The Defense Ministry said the suicide bomber was on a motorcycle. "He made it through the first checkpoint but was stopped at the second checkpoint and detonated," ministry spokesman Dawlat Waziri said.

The attack occurred on Fourth Street in the Wazir Akbar Khan zone, Kabul police deputy chief Haq Nawaz Haqyar told RFE/RL.

The street is close to several foreign embassies, as well as an office and guesthouse of the Defense Ministry. The site of the explosion is some 500 meters from the U.S. Embassy.

The Taliban and Islamic State militants have stepped up their suicide attacks on Afghan security installations and mosques in recent weeks.

Several attacks occurred in or around Kabul this month, including one on a Shi'ite mosque in the city that killed more than 50 people.

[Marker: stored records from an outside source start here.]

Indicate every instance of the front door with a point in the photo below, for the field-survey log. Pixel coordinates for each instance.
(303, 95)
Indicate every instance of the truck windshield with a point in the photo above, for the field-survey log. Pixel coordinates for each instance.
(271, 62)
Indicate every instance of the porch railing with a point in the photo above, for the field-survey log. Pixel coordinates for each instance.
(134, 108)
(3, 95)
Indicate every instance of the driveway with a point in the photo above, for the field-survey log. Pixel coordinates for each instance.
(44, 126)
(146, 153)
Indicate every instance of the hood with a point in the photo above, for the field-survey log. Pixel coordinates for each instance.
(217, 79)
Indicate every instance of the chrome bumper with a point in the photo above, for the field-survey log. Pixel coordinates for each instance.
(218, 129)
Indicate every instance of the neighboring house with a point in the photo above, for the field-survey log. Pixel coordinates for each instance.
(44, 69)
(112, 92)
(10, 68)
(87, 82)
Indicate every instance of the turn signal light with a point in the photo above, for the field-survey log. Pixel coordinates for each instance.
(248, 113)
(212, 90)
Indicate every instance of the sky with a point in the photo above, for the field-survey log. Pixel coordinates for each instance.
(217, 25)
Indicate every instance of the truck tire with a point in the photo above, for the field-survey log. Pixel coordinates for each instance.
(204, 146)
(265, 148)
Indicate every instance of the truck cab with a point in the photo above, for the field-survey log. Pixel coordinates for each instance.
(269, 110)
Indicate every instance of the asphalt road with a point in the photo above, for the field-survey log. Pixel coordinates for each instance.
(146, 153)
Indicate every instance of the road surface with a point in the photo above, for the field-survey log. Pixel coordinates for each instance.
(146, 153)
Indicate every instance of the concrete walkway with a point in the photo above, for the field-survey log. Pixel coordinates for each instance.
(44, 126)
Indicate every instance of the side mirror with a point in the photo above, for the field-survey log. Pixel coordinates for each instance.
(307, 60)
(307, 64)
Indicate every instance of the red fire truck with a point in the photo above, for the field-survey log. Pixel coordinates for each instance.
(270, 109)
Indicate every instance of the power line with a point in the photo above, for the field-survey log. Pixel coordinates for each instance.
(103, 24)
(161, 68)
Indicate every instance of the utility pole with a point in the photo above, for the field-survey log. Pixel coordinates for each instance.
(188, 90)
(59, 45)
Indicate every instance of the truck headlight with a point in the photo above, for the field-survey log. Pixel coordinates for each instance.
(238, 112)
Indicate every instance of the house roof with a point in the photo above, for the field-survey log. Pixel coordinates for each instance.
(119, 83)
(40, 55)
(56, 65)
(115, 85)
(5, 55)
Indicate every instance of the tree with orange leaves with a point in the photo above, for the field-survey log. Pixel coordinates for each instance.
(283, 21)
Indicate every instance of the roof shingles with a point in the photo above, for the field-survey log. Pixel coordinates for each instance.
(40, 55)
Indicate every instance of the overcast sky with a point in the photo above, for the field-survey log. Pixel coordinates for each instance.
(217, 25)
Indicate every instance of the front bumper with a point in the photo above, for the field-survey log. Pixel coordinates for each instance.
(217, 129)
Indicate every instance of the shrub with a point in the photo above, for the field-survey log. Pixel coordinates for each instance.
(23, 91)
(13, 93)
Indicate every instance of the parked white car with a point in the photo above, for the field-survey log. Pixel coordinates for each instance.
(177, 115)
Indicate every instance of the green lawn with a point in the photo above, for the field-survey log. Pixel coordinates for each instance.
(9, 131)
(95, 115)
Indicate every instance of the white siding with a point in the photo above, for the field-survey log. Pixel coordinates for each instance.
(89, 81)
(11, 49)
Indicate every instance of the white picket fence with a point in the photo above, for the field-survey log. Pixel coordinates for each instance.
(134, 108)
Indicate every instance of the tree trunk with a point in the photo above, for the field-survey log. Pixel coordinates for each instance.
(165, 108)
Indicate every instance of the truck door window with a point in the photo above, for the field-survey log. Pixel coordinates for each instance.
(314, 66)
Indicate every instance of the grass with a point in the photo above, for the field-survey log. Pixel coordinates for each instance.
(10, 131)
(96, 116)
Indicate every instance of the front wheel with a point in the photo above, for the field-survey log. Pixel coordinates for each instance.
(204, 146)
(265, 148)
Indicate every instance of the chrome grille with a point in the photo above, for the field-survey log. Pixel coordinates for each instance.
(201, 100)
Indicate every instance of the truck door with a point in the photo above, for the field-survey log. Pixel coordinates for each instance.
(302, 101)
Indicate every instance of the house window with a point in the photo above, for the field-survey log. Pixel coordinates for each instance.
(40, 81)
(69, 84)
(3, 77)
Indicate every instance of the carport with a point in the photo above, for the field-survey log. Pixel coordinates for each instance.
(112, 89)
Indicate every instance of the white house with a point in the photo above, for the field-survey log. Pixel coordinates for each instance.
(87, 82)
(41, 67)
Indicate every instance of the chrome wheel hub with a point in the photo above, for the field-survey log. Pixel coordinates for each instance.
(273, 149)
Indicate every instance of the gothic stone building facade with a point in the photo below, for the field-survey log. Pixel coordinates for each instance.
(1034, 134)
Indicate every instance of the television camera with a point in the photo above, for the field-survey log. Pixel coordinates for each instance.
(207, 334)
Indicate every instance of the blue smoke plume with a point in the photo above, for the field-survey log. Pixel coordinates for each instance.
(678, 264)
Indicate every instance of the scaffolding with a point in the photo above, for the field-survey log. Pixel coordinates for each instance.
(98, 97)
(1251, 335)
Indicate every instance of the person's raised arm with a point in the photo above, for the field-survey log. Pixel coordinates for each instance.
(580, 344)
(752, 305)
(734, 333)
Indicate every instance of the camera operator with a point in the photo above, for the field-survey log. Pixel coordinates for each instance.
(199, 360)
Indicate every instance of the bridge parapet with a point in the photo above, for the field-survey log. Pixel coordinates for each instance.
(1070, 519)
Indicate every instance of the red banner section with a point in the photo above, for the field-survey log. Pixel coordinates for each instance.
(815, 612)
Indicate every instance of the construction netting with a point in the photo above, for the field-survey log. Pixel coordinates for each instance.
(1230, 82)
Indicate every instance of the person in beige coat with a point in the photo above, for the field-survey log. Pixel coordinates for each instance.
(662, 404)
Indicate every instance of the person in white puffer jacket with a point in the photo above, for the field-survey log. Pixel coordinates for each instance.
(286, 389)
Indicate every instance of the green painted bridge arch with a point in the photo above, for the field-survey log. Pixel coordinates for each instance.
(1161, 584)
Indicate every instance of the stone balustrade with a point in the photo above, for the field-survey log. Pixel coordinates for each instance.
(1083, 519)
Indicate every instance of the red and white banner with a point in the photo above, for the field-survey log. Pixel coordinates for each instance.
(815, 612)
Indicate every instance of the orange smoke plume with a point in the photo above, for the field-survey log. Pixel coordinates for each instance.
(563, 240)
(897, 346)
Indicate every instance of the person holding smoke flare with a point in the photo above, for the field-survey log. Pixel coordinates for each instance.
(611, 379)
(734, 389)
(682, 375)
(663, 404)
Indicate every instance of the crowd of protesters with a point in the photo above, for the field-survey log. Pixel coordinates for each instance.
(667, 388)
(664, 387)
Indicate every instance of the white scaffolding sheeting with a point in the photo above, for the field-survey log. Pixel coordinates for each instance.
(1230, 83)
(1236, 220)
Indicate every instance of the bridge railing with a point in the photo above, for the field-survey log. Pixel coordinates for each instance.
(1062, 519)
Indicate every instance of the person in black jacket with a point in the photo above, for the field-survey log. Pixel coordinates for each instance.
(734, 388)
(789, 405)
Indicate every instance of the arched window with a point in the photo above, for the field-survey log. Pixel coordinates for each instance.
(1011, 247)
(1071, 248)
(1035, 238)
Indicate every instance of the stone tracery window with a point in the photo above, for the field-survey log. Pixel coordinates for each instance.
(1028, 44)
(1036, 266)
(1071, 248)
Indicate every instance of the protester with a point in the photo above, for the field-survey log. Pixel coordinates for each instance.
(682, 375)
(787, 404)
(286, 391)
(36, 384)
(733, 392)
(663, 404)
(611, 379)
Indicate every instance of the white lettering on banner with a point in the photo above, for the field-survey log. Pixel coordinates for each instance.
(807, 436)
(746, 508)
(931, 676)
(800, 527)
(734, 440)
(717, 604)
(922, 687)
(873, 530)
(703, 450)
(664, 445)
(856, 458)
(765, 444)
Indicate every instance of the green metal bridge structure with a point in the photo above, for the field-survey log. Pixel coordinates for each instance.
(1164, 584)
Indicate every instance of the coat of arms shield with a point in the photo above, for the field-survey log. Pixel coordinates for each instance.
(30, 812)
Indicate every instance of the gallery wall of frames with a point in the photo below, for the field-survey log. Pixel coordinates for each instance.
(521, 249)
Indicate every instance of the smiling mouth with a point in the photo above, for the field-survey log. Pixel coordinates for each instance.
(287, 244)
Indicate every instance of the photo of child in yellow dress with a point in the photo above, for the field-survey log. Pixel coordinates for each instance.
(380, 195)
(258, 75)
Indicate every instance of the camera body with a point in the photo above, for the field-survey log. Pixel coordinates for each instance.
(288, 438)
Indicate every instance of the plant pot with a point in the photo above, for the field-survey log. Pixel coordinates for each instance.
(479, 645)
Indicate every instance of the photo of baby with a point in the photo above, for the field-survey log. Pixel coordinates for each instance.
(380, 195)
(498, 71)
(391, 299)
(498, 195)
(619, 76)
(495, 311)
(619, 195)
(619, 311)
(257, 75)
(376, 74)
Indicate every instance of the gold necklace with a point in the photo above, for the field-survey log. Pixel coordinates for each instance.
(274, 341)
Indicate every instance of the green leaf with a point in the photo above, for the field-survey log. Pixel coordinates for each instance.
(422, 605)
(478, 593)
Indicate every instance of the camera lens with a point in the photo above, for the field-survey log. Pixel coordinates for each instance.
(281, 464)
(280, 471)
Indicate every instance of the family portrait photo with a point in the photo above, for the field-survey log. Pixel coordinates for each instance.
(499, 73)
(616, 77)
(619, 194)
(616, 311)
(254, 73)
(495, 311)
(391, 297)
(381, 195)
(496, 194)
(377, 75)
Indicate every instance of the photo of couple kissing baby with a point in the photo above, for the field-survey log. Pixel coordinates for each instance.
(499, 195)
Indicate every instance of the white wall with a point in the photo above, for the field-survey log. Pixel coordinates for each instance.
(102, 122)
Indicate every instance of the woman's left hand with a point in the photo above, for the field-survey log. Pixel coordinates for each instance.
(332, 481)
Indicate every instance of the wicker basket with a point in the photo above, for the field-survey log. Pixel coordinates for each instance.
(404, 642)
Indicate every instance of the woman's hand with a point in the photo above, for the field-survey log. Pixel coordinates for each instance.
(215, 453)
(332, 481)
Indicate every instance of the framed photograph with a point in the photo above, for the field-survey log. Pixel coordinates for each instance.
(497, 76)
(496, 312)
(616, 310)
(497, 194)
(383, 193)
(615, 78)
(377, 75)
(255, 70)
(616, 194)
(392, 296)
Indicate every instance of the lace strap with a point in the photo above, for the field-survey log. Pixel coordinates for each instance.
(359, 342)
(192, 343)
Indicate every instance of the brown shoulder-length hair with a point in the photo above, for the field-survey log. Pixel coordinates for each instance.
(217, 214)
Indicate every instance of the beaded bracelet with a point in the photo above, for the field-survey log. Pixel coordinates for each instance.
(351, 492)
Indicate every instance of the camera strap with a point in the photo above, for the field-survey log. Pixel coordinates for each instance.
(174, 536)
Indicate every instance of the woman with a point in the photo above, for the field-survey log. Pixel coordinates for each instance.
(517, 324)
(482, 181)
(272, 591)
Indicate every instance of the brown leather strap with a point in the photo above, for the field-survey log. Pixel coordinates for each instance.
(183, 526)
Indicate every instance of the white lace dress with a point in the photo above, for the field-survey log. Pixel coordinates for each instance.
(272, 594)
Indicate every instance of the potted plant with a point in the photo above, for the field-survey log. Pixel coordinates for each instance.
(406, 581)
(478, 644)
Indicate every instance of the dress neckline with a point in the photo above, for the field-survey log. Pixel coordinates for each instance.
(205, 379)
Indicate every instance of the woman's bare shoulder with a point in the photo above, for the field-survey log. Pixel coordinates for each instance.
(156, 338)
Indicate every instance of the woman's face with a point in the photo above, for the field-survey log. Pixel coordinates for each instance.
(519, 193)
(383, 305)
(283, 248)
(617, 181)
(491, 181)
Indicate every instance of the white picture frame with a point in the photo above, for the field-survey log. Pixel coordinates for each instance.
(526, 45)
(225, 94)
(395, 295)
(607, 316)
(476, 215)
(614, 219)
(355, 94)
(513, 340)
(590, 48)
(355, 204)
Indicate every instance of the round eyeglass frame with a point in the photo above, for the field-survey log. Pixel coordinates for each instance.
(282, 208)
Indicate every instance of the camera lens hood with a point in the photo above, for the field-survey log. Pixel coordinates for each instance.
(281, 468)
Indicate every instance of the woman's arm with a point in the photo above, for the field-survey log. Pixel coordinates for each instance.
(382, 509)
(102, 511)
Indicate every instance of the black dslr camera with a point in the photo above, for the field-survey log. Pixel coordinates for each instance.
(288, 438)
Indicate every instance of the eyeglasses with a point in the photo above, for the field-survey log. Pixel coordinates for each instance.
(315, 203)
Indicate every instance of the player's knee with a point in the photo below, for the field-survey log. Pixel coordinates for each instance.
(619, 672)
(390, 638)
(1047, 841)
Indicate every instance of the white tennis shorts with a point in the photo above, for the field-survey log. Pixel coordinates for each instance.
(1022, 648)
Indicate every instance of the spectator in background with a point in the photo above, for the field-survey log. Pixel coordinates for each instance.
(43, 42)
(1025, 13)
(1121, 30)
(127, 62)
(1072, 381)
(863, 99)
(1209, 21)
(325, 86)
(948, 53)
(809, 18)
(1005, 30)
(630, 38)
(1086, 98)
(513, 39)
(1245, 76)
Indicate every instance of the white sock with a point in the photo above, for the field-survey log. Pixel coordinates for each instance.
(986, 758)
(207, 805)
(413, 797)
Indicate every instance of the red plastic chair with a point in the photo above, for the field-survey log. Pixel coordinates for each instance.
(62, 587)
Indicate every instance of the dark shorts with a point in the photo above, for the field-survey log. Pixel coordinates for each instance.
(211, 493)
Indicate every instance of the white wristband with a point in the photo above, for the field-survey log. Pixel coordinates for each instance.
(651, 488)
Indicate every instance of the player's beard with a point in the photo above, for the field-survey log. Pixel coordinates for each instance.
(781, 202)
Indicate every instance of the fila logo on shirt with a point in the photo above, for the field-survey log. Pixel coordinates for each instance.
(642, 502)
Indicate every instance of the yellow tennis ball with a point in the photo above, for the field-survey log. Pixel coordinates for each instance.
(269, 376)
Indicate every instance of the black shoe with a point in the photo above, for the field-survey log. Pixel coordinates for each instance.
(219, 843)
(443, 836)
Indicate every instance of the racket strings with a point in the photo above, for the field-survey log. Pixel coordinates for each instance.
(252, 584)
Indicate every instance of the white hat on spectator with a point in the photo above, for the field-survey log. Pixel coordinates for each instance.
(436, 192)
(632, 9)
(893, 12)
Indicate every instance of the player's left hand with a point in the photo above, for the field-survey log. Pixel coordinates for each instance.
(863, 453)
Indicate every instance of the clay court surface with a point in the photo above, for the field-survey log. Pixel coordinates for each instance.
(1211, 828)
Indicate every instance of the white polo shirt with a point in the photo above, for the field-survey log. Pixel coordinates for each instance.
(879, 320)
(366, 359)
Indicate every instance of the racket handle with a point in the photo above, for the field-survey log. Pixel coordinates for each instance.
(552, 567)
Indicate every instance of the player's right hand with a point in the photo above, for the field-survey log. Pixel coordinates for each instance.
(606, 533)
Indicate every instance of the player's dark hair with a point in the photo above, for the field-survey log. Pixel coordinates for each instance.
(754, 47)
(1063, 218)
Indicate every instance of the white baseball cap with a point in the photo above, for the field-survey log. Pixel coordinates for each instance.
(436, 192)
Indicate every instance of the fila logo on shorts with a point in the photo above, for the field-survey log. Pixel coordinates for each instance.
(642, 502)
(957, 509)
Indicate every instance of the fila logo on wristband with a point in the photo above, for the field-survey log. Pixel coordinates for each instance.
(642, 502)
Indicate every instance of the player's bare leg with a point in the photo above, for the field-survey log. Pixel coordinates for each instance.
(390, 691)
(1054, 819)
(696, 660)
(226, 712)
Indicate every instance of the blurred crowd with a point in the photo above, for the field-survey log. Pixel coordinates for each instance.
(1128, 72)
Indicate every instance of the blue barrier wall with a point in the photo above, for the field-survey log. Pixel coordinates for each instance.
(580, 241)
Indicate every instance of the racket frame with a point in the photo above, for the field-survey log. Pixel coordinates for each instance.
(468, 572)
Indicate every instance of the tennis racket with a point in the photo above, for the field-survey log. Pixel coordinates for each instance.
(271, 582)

A separate attack on an army training facility killed at least 15 soldiers.

In a statement on October 31, Amnesty International’s Afghanistan Researcher Horia Mosadiq said that the victims of "this horrific wave of violence" must get justice.

"Those responsible for these crimes must be prosecuted and punished in fair trials to end the culture of impunity for such atrocities," Mosadiq said.

He added that the Afghan authorities have "a responsibility to do whatever they can to protect civilians from attacks," and called on European states to stop forcibly returning Afghans to the country.

"The unrelenting violence in Afghanistan … shows that the country is not safe," Mosadiq said.